Helft Nederlanders te maken met poging tot identiteitsfraude
Maar liefst de helft van de Nederlanders heeft ooit te maken gehad met een poging tot identiteitsfraude. Toch denkt slechts 8 procent dat ze daadwerkelijk slachtoffer kunnen worden. Dit is het laagste percentage in Europa.
De meest toegepaste manier om identiteitsfraude te plegen is het sturen van e-mails, zogenaamd namens een bank, waarin de ontvanger wordt gevraagd zijn beveiligings- en persoonlijke informatie te updaten. Een ander veel voorkomend voorbeeld is het verzoek om geld te doneren aan een goed doel.
Ondanks dat persoonlijke gegevens tegenwoordig vaak digitaal opgeslagen worden, schuilt er ook nog altijd een aanzienlijk risico in de papieren opslag van fraudegevoelig materiaal. Nederlanders bewaren hun persoonlijke gegevens namelijk het vaakst in een kast of la thuis (27 procent) of in hun tas of portemonnee (23 procent), tegen 22 procent op een pc of op een laptop, telefoon of tablet (ook 22 procent).
Ruim vijftig procent van de Nederlandse respondenten is ooit in aanraking gekomen met een serieuze poging tot identiteitsfraude, terwijl twaalf procent hier daadwerkelijk slachtoffer van is geworden. In de meeste gevallen ging het om geld dat van de bankrekening werd gehaald.
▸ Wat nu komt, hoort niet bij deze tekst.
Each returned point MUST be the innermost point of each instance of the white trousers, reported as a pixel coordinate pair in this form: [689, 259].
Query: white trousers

Andere voorbeelden zijn de aanvraag van een creditcard op naam van het slachtoffer, het openen van een nieuwe bankrekening onder een valse naam of zelfs het kopen van een huis onder andermans naam.
Gemiddeld duurt het in Nederland meer dan anderhalf jaar voordat slachtoffers zich bewust worden van identiteitsfraude. De situatie oplossen kost gemiddeld nog eens een goed jaar (11,8 maanden). Volgens de onderzoekers leed 71% van de slachtoffers een financieel verlies van gemiddeld meer dan € 6.000 per persoon in Nederland als gevolg van identiteitsfraude.
Wie dit soort problemen wil voorkomen, moet vooral voorzichtig zijn met het afgeven van kopieën van identiteitsbewijzen. ‘Eenvoudige maatregelen als het noteren van het doel en de datum op een kopie zal misbruik bij een andere organisatie of op een andere datum al kunnen voorkomen’, tipt Michel Savelkoul, manager van het Centraal Meldpunt Identiteitsfraude- en fouten.
De resultaten komen uit het Europese onderzoek “ID Fraud prevention research 2012”. Voor het onderzoek werden 5.507 respondenten ondervraagd in Engeland, Frankrijk, Duitsland, Nederland, Spanje, Italië, Polen, Rusland en België.